Cuckoo versus bloom filters

Bloom and cuckoo filters serve the same purpose, though they use quite different underlying algorithms. Each has strengths and weaknesses.

Insertion (push!)

Bloom filters have infinite capacity, but the false positive rate (FPR) trends toward 1 as more distinct elements are added. The given "capacity" of a bloom filter is the number of element at which the false positive rate is below a given threshold.

In contrast, cuckoo filters have a finite capacity, and the FPR trends towards a desired maximum as the filter fills. Attempting to insert an object in a full filter makes the push! operation return false.

Querying (in)

Bloom filters have false positives but never false negatives.

Cuckoo filters have false positives, and have no false negatives if a delete operation has never been performed on the filter. If a deletion operation has taken place, then because the deletion suffers from false positives, subsequent queries may return false negatives.

Deletion (pop!)

Bloom filters do not support deletion.

Cuckoo filters support deletion. Deleting an object from a cuckoo filter may also delete any colliding objects.

Merging (union)

Two bloom filters with the same parameters can always be merged.

Two cuckoo filters cannot be merged if they do not have the same parameters.
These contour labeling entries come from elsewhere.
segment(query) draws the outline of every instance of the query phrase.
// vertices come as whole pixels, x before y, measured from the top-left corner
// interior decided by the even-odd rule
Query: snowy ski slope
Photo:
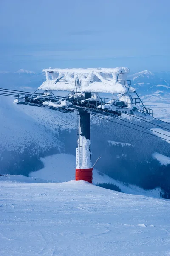
[[[169,201],[19,177],[0,181],[1,256],[170,255]]]
[[[29,175],[30,177],[41,179],[48,182],[63,182],[74,179],[76,166],[75,156],[60,154],[46,157],[42,158],[42,160],[44,167],[41,170],[31,172]],[[96,166],[96,168],[97,169],[99,164],[99,161]],[[94,169],[93,174],[93,182],[94,184],[110,183],[118,186],[124,193],[160,198],[161,190],[160,188],[146,190],[134,185],[126,186],[122,182],[98,172],[96,169]]]

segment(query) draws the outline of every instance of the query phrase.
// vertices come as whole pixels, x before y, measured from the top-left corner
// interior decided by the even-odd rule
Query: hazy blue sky
[[[0,0],[0,70],[170,71],[170,0]]]

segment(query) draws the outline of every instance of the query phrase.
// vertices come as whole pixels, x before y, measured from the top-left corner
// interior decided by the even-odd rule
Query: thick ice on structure
[[[76,168],[77,169],[91,168],[90,144],[90,140],[88,140],[85,136],[79,136],[76,148]]]
[[[46,80],[39,90],[76,91],[76,80],[77,87],[81,81],[80,91],[124,93],[127,90],[120,81],[127,80],[130,70],[127,67],[56,68],[42,71],[45,72]]]

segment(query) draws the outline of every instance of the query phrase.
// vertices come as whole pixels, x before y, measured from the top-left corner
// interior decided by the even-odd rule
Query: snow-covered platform
[[[127,67],[47,69],[46,80],[39,88],[47,90],[124,93],[127,92]],[[76,82],[75,82],[76,81]]]
[[[0,181],[1,256],[169,255],[169,201],[30,179]]]

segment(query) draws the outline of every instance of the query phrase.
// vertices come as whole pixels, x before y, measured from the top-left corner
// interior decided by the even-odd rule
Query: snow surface
[[[170,255],[168,200],[82,181],[0,178],[2,256]]]
[[[32,153],[54,147],[60,149],[59,131],[76,128],[76,114],[13,104],[11,97],[0,97],[0,151]],[[56,135],[56,136],[55,136]]]
[[[160,128],[154,128],[152,129],[152,130],[153,131],[153,132],[154,134],[155,134],[157,136],[158,136],[159,137],[160,137],[160,138],[161,138],[163,140],[166,140],[166,141],[167,141],[168,143],[170,143],[170,132],[169,131],[165,131],[165,130],[163,130],[163,129],[161,129]],[[161,134],[155,132],[160,132],[164,134]]]
[[[152,156],[153,158],[158,160],[162,165],[170,164],[170,157],[168,157],[157,152],[153,153]]]
[[[117,146],[118,145],[122,145],[122,147],[124,146],[132,146],[134,147],[134,145],[132,145],[132,144],[129,143],[125,143],[124,142],[118,142],[118,141],[113,141],[113,140],[108,140],[108,142],[109,143],[110,145],[114,145]]]
[[[80,91],[124,93],[127,89],[117,82],[118,76],[119,80],[126,80],[130,70],[117,67],[48,69],[42,71],[45,72],[47,80],[38,88],[39,90],[76,91],[76,80],[81,81]],[[120,74],[121,72],[123,74]],[[52,80],[50,80],[50,76]],[[56,82],[61,78],[62,80]],[[77,84],[76,87],[79,87]]]

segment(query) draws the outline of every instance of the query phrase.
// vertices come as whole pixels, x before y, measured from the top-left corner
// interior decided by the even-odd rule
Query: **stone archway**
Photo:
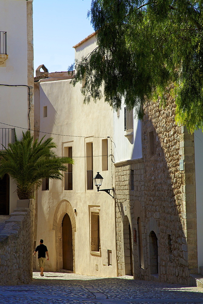
[[[155,232],[151,231],[149,236],[150,273],[151,275],[158,273],[158,243]]]
[[[125,274],[133,275],[132,238],[130,225],[127,216],[123,219],[123,245]]]
[[[76,232],[75,214],[70,203],[65,200],[60,202],[57,206],[53,217],[53,229],[55,231],[57,270],[63,268],[62,222],[65,215],[70,217],[72,228],[73,272],[75,272],[75,233]]]

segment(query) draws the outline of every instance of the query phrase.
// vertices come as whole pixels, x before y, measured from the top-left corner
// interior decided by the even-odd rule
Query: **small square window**
[[[43,107],[43,117],[47,117],[47,106]]]

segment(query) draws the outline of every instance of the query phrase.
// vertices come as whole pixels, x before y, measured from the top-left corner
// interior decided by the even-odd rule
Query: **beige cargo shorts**
[[[40,267],[43,267],[43,268],[44,268],[46,259],[46,257],[40,257],[39,259],[38,259],[38,262],[40,268]]]

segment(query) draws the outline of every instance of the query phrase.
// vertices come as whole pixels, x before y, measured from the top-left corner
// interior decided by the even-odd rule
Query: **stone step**
[[[29,208],[16,208],[13,210],[14,212],[27,212]]]
[[[23,212],[23,211],[15,211],[15,212],[13,212],[12,213],[11,213],[11,216],[24,216],[26,214],[27,212]]]
[[[203,266],[200,266],[199,273],[200,273],[202,275],[203,275]]]
[[[22,216],[11,216],[10,219],[5,221],[5,223],[7,224],[12,222],[15,223],[22,223],[22,221],[24,219],[24,217]]]

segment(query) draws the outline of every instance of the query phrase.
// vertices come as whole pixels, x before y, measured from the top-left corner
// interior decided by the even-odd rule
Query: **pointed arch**
[[[62,222],[66,214],[69,216],[72,228],[73,272],[75,272],[75,233],[76,232],[75,213],[70,202],[66,200],[61,201],[57,207],[53,217],[53,229],[55,231],[57,270],[63,268]]]

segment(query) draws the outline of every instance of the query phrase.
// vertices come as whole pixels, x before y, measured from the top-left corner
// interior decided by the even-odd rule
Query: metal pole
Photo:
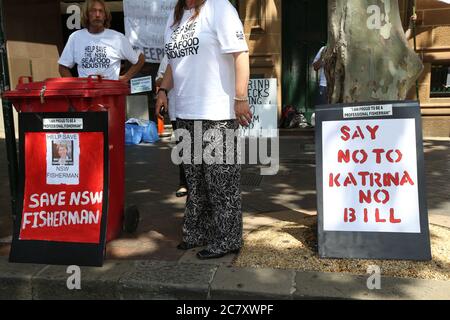
[[[413,15],[416,15],[416,0],[413,0]],[[412,21],[412,32],[414,36],[414,52],[417,52],[417,34],[416,34],[416,20]],[[419,80],[416,80],[416,97],[419,99]]]
[[[0,0],[0,89],[1,92],[10,90],[8,58],[6,52],[6,39],[4,36],[3,0]],[[5,126],[6,155],[8,161],[9,188],[11,193],[12,216],[17,215],[17,191],[18,191],[18,164],[16,135],[14,130],[14,116],[11,102],[2,99],[3,123]]]

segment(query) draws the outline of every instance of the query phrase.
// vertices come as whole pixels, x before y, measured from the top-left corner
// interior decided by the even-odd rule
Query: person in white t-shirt
[[[82,30],[72,33],[58,61],[62,77],[72,77],[77,65],[78,76],[99,75],[109,80],[128,82],[145,63],[144,55],[133,50],[120,32],[109,29],[111,13],[104,0],[87,0],[82,8]],[[120,76],[122,60],[132,66]]]
[[[164,73],[166,72],[167,66],[169,64],[169,60],[167,59],[167,56],[164,55],[164,57],[162,58],[160,64],[159,64],[159,69],[156,75],[156,79],[155,79],[155,83],[156,83],[156,88],[161,86],[161,83],[163,81],[164,78]],[[175,132],[177,130],[177,118],[176,118],[176,112],[175,112],[175,97],[173,94],[173,90],[169,91],[168,93],[168,103],[170,103],[171,105],[173,105],[174,107],[169,107],[169,105],[167,105],[168,107],[168,111],[169,111],[169,119],[170,122],[172,123],[172,129],[174,131],[174,135]],[[178,166],[179,169],[179,181],[178,181],[178,190],[175,192],[175,195],[177,196],[177,198],[181,198],[181,197],[185,197],[187,196],[187,182],[186,182],[186,174],[184,173],[184,168],[182,165]]]
[[[227,148],[226,132],[248,126],[249,55],[242,22],[228,0],[178,0],[165,32],[169,65],[158,92],[156,112],[167,106],[173,90],[177,126],[191,136],[191,161],[184,162],[188,198],[179,249],[207,245],[200,259],[222,257],[242,247],[240,165],[236,140]],[[197,133],[196,131],[201,130]],[[223,151],[216,159],[234,158],[234,164],[209,164],[194,150],[194,137],[219,132]],[[194,132],[197,135],[194,135]],[[184,138],[183,138],[184,139]],[[233,140],[233,139],[232,139]],[[200,142],[201,143],[201,142]],[[200,145],[200,144],[199,144]],[[207,151],[203,141],[202,155]],[[218,156],[218,157],[217,157]],[[226,163],[226,164],[225,164]]]
[[[327,78],[325,77],[325,70],[323,68],[323,55],[326,48],[326,46],[320,48],[313,61],[314,70],[319,72],[319,92],[317,94],[316,105],[328,103]]]

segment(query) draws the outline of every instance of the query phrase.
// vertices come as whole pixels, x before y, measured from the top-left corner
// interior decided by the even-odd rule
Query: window
[[[450,64],[431,66],[431,98],[450,98]]]

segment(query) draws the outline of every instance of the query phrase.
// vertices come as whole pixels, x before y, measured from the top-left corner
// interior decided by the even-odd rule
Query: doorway
[[[282,105],[310,122],[318,86],[312,62],[327,42],[327,0],[284,0],[282,7]]]

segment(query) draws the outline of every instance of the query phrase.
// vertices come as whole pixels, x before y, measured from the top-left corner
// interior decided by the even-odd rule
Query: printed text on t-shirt
[[[171,42],[166,43],[165,50],[169,59],[177,59],[198,54],[200,40],[195,37],[197,21],[176,28],[171,35]]]
[[[87,46],[84,48],[84,58],[81,59],[83,69],[107,69],[111,60],[106,54],[106,47]]]

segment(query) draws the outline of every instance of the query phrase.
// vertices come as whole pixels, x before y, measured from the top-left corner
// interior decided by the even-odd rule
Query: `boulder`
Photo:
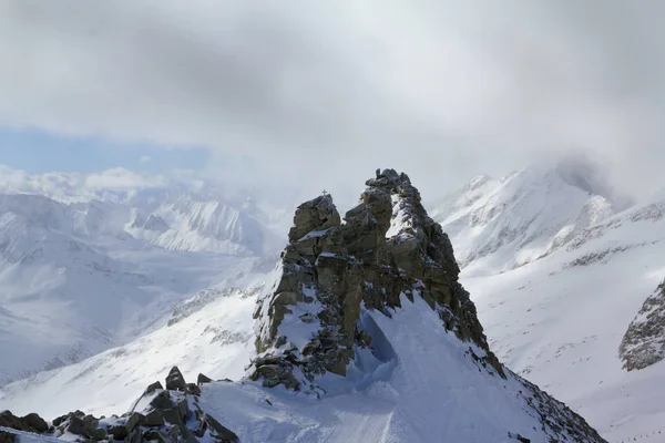
[[[143,433],[143,440],[146,442],[166,443],[166,435],[158,430],[149,430]]]
[[[0,412],[0,426],[14,429],[17,431],[30,431],[21,419],[11,413],[11,411]]]
[[[185,392],[187,383],[177,367],[173,367],[168,375],[166,375],[166,389],[172,391]]]
[[[194,433],[192,433],[192,431],[190,431],[190,429],[184,424],[180,424],[177,426],[177,430],[180,432],[178,442],[182,441],[183,443],[198,443],[196,435],[194,435]]]
[[[163,426],[164,425],[164,414],[157,409],[153,409],[145,413],[145,421],[143,422],[144,426]]]
[[[49,430],[49,424],[35,413],[28,414],[22,420],[28,427],[31,427],[39,433],[43,433]]]
[[[95,442],[106,440],[106,431],[101,427],[96,427],[90,433],[90,439],[94,440]]]
[[[147,388],[145,388],[144,394],[152,394],[157,389],[161,389],[161,390],[164,389],[164,387],[162,385],[162,382],[160,382],[160,381],[155,381],[153,384],[151,384]]]
[[[198,388],[198,384],[187,383],[187,393],[190,395],[198,396],[201,395],[201,388]]]
[[[88,432],[85,430],[85,422],[78,416],[72,416],[69,419],[69,424],[66,425],[66,431],[71,432],[75,435],[86,436]]]
[[[303,203],[294,215],[294,226],[288,233],[289,241],[297,241],[313,231],[339,226],[341,219],[329,194]]]

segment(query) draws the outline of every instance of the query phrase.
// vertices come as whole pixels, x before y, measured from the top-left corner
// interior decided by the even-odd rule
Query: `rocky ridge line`
[[[627,371],[648,368],[665,359],[665,281],[648,296],[618,347]]]
[[[366,185],[345,224],[330,195],[298,206],[282,277],[255,311],[258,357],[250,378],[316,391],[317,375],[345,375],[354,348],[370,340],[358,326],[361,307],[386,311],[400,306],[402,293],[422,297],[443,327],[481,350],[480,364],[503,377],[458,281],[450,239],[427,215],[418,189],[393,169],[377,171]],[[309,330],[311,339],[293,337],[291,327]]]
[[[236,443],[237,435],[205,413],[198,404],[201,387],[213,380],[200,374],[197,384],[186,383],[177,368],[165,380],[147,387],[132,410],[121,416],[95,418],[81,411],[70,412],[47,423],[38,414],[23,418],[10,411],[0,413],[0,427],[30,432],[75,442],[185,442]],[[1,443],[14,443],[16,434],[0,432]]]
Even if they do, the union of elements in the cuckoo filter may be above the capacity of the filter, which will cause the merge operation to fail.

Memory, speed and scaling

Bits per element

Both bloom and cuckoo filters have nonzero but insignificant memory overhead. Almost all the memory consumed go to storing the encoded data.

Cuckoo filters use slightly fewer bits per element to achieve a given false positive rate. On the other hand, cuckoo filters can only have a size that is a power-of-two. This means that given a specific maximal memory available, a bloom filter may fit the desired memory usage better than a cuckoo filter, and thus have a larger possible capacity.